Search code examples
apache-sparkhadoop-yarnsparkr

Getting application ID from SparkR to create Spark UI url


From the SparkR shell, I'd like to generate a link to view the Spark UI while in Yarn mode. Normally the Spark UI is at port 4040, but in Yarn mode apparently it is at something like [host]:9046/proxy/application_1234567890123_0001/, where the last part of the path is the unique applicationId.

Other SO answers show how to get the applicationID for the Scala and Python shells. How do we get the applicationID from SparkR?

As a stab in the dark I tried SparkR:::callJMethod(sc, "applicationId"), but it didn't work.

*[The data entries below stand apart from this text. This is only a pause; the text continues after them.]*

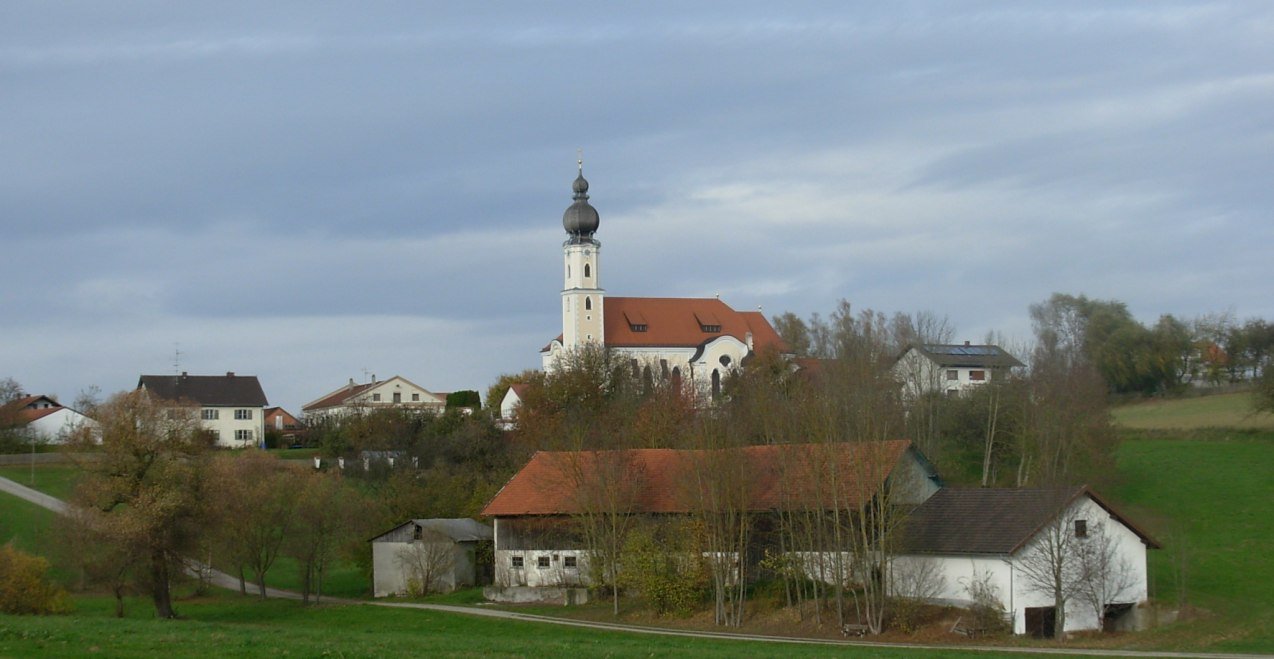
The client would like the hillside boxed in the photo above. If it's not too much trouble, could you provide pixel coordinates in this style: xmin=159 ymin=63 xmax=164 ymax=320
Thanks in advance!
xmin=1112 ymin=391 xmax=1274 ymax=430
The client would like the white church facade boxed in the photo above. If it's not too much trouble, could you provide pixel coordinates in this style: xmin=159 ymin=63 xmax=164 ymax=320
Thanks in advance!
xmin=539 ymin=163 xmax=790 ymax=396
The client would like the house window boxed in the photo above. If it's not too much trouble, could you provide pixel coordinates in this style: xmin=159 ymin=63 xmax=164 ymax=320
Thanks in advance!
xmin=946 ymin=370 xmax=958 ymax=381
xmin=234 ymin=409 xmax=253 ymax=420
xmin=393 ymin=392 xmax=402 ymax=403
xmin=372 ymin=393 xmax=381 ymax=402
xmin=969 ymin=370 xmax=986 ymax=381
xmin=413 ymin=525 xmax=423 ymax=540
xmin=201 ymin=409 xmax=219 ymax=420
xmin=1075 ymin=520 xmax=1088 ymax=538
xmin=537 ymin=556 xmax=550 ymax=569
xmin=235 ymin=429 xmax=253 ymax=442
xmin=510 ymin=556 xmax=524 ymax=569
xmin=564 ymin=556 xmax=577 ymax=569
xmin=412 ymin=393 xmax=420 ymax=402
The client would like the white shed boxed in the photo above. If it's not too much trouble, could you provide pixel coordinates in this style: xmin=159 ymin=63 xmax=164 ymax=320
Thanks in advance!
xmin=894 ymin=486 xmax=1159 ymax=637
xmin=370 ymin=518 xmax=493 ymax=597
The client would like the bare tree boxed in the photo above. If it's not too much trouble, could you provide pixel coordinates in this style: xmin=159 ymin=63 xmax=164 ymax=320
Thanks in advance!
xmin=1075 ymin=521 xmax=1140 ymax=631
xmin=1015 ymin=498 xmax=1090 ymax=638
xmin=284 ymin=471 xmax=365 ymax=604
xmin=397 ymin=530 xmax=456 ymax=595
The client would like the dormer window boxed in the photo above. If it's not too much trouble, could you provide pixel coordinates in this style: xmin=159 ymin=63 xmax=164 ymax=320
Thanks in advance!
xmin=623 ymin=309 xmax=648 ymax=333
xmin=700 ymin=324 xmax=721 ymax=333
xmin=694 ymin=310 xmax=722 ymax=334
xmin=630 ymin=324 xmax=647 ymax=332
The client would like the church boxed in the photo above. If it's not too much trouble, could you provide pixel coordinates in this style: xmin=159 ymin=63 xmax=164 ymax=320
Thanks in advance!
xmin=539 ymin=162 xmax=791 ymax=397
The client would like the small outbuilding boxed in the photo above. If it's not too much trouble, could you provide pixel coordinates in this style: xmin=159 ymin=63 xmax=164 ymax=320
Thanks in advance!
xmin=370 ymin=518 xmax=493 ymax=597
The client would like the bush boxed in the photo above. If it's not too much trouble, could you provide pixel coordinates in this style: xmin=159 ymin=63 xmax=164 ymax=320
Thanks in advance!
xmin=961 ymin=569 xmax=1010 ymax=635
xmin=0 ymin=544 xmax=72 ymax=615
xmin=619 ymin=524 xmax=706 ymax=617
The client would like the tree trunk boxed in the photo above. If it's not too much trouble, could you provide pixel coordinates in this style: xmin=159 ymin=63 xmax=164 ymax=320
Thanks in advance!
xmin=113 ymin=584 xmax=126 ymax=618
xmin=150 ymin=549 xmax=176 ymax=619
xmin=238 ymin=566 xmax=247 ymax=595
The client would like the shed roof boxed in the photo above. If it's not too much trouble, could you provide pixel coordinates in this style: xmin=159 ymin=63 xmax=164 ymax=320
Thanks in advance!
xmin=482 ymin=440 xmax=917 ymax=517
xmin=897 ymin=486 xmax=1160 ymax=555
xmin=137 ymin=373 xmax=267 ymax=407
xmin=369 ymin=518 xmax=493 ymax=543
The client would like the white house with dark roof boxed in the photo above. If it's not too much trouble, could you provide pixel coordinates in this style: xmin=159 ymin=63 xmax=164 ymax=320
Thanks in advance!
xmin=893 ymin=486 xmax=1158 ymax=637
xmin=894 ymin=342 xmax=1024 ymax=398
xmin=539 ymin=162 xmax=792 ymax=398
xmin=302 ymin=375 xmax=446 ymax=420
xmin=137 ymin=372 xmax=268 ymax=448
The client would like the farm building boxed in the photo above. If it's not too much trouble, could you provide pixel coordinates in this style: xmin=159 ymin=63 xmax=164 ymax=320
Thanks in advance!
xmin=893 ymin=486 xmax=1159 ymax=637
xmin=370 ymin=518 xmax=493 ymax=597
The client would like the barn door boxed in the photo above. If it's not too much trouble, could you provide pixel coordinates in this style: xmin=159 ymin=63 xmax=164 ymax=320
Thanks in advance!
xmin=1025 ymin=606 xmax=1056 ymax=638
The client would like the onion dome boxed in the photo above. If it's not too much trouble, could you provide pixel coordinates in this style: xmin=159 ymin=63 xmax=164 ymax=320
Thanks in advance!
xmin=562 ymin=160 xmax=600 ymax=239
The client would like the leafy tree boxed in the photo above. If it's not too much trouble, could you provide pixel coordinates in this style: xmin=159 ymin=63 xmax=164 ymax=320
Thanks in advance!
xmin=1254 ymin=366 xmax=1274 ymax=416
xmin=65 ymin=389 xmax=211 ymax=619
xmin=445 ymin=390 xmax=481 ymax=410
xmin=206 ymin=451 xmax=298 ymax=599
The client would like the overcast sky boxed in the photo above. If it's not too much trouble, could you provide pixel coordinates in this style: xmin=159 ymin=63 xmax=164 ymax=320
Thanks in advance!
xmin=3 ymin=2 xmax=1271 ymax=412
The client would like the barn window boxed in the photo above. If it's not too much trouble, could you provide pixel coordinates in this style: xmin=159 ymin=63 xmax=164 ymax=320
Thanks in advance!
xmin=537 ymin=556 xmax=551 ymax=569
xmin=564 ymin=556 xmax=577 ymax=569
xmin=510 ymin=556 xmax=524 ymax=569
xmin=413 ymin=525 xmax=422 ymax=541
xmin=1075 ymin=520 xmax=1088 ymax=538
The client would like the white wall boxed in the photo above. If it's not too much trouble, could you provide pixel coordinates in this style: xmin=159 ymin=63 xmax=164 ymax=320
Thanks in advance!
xmin=26 ymin=408 xmax=95 ymax=443
xmin=494 ymin=549 xmax=589 ymax=588
xmin=201 ymin=406 xmax=265 ymax=448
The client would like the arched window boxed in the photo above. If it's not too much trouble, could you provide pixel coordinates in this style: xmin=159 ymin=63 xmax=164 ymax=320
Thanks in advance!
xmin=567 ymin=264 xmax=571 ymax=278
xmin=585 ymin=297 xmax=592 ymax=311
xmin=584 ymin=263 xmax=591 ymax=278
xmin=711 ymin=369 xmax=721 ymax=399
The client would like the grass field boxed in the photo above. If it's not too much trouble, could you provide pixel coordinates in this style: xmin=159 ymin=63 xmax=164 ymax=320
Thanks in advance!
xmin=0 ymin=464 xmax=81 ymax=500
xmin=0 ymin=593 xmax=1022 ymax=658
xmin=1112 ymin=391 xmax=1274 ymax=430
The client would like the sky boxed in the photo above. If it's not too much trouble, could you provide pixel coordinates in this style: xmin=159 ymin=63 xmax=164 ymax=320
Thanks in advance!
xmin=3 ymin=2 xmax=1272 ymax=413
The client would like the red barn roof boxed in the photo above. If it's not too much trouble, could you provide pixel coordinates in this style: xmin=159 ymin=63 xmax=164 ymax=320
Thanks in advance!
xmin=482 ymin=440 xmax=914 ymax=517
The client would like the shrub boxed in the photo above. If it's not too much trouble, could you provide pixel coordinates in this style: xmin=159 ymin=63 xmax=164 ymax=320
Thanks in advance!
xmin=619 ymin=523 xmax=706 ymax=617
xmin=0 ymin=544 xmax=72 ymax=615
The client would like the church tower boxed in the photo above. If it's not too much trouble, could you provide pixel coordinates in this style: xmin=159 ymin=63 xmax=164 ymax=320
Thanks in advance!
xmin=560 ymin=159 xmax=604 ymax=350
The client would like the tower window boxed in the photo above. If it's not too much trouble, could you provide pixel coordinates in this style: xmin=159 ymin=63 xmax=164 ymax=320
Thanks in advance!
xmin=584 ymin=264 xmax=591 ymax=278
xmin=585 ymin=297 xmax=592 ymax=311
xmin=567 ymin=264 xmax=571 ymax=278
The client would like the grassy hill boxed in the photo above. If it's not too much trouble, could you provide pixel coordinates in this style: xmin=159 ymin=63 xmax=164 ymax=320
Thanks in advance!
xmin=1112 ymin=390 xmax=1274 ymax=430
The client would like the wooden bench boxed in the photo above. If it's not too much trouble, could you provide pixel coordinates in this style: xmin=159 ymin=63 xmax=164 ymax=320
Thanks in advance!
xmin=841 ymin=623 xmax=870 ymax=637
xmin=950 ymin=616 xmax=986 ymax=638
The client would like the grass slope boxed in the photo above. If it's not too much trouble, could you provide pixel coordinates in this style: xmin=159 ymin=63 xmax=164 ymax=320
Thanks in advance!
xmin=0 ymin=593 xmax=1013 ymax=658
xmin=0 ymin=464 xmax=81 ymax=500
xmin=1112 ymin=391 xmax=1274 ymax=430
xmin=1111 ymin=431 xmax=1273 ymax=652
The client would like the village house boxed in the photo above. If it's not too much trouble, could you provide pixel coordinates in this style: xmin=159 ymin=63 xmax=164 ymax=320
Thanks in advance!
xmin=137 ymin=372 xmax=268 ymax=448
xmin=302 ymin=375 xmax=446 ymax=420
xmin=481 ymin=440 xmax=941 ymax=592
xmin=370 ymin=518 xmax=494 ymax=597
xmin=893 ymin=486 xmax=1159 ymax=637
xmin=539 ymin=162 xmax=792 ymax=399
xmin=0 ymin=394 xmax=96 ymax=443
xmin=894 ymin=342 xmax=1024 ymax=398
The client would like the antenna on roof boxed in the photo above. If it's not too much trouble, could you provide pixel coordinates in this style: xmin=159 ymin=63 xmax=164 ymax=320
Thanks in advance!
xmin=172 ymin=343 xmax=182 ymax=375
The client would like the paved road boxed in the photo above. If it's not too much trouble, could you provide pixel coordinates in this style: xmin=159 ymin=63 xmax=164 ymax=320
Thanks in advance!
xmin=2 ymin=474 xmax=1267 ymax=659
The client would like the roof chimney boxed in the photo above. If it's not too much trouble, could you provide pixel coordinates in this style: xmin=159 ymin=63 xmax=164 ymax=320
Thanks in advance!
xmin=227 ymin=371 xmax=235 ymax=377
xmin=964 ymin=341 xmax=971 ymax=347
xmin=181 ymin=371 xmax=188 ymax=377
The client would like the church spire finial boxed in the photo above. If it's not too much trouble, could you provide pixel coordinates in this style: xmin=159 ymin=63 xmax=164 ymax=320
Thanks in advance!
xmin=577 ymin=148 xmax=583 ymax=173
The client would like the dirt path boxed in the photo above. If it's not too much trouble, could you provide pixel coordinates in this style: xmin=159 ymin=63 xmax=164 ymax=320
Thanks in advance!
xmin=1 ymin=474 xmax=1265 ymax=659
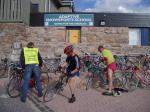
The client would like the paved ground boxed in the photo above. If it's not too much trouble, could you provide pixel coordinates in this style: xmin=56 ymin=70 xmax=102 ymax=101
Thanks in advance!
xmin=43 ymin=85 xmax=150 ymax=112
xmin=1 ymin=77 xmax=150 ymax=112
xmin=0 ymin=78 xmax=40 ymax=112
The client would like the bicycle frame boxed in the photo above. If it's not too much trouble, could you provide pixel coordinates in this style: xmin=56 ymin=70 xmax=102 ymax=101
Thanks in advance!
xmin=43 ymin=68 xmax=68 ymax=102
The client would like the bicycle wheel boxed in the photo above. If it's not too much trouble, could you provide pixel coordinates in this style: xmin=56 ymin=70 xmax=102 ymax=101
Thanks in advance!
xmin=113 ymin=78 xmax=123 ymax=88
xmin=145 ymin=73 xmax=150 ymax=88
xmin=43 ymin=81 xmax=60 ymax=102
xmin=140 ymin=71 xmax=150 ymax=88
xmin=41 ymin=72 xmax=49 ymax=90
xmin=43 ymin=71 xmax=67 ymax=102
xmin=125 ymin=73 xmax=139 ymax=91
xmin=7 ymin=76 xmax=22 ymax=98
xmin=85 ymin=74 xmax=93 ymax=90
xmin=113 ymin=70 xmax=125 ymax=88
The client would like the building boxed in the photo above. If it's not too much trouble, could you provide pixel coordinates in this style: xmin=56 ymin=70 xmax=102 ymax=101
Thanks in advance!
xmin=0 ymin=0 xmax=74 ymax=24
xmin=0 ymin=0 xmax=150 ymax=59
xmin=30 ymin=0 xmax=74 ymax=13
xmin=30 ymin=12 xmax=150 ymax=55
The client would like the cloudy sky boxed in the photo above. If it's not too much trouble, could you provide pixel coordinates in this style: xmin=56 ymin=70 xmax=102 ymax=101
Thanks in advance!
xmin=74 ymin=0 xmax=150 ymax=13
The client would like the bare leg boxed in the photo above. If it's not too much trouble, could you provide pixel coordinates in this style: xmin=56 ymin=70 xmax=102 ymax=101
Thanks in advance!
xmin=108 ymin=68 xmax=113 ymax=93
xmin=68 ymin=76 xmax=78 ymax=103
xmin=68 ymin=76 xmax=78 ymax=95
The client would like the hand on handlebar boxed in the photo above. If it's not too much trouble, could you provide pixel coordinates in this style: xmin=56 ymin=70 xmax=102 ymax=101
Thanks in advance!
xmin=57 ymin=65 xmax=62 ymax=71
xmin=100 ymin=57 xmax=107 ymax=62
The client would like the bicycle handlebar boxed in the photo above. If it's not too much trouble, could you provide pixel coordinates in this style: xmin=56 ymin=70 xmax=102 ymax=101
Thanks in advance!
xmin=77 ymin=47 xmax=90 ymax=56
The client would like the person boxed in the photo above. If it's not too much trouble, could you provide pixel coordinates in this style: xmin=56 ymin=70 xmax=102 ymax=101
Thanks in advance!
xmin=20 ymin=42 xmax=43 ymax=102
xmin=98 ymin=45 xmax=117 ymax=96
xmin=59 ymin=45 xmax=80 ymax=103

I also tried something along the lines of system("yarn application -list"), but that doesn't seem to work from RStudio and has other limitations.


Solution

  • You can directly follow the link from the YARN web UI to get to the Spark UI. From the YARN web UI at port 8088 you can click on 'Running Applications' and that should show you a link to the Application status page.

    If you want to use callJMethod to get the application id you can use something like SparkR:::callJMethod(SparkR:::callJMethod(sc, "sc"), "applicationId").

    The reason we need this nested call to sc is because sc is a JavaSparkContext handle and applicationId is only available in the Scala SparkContext.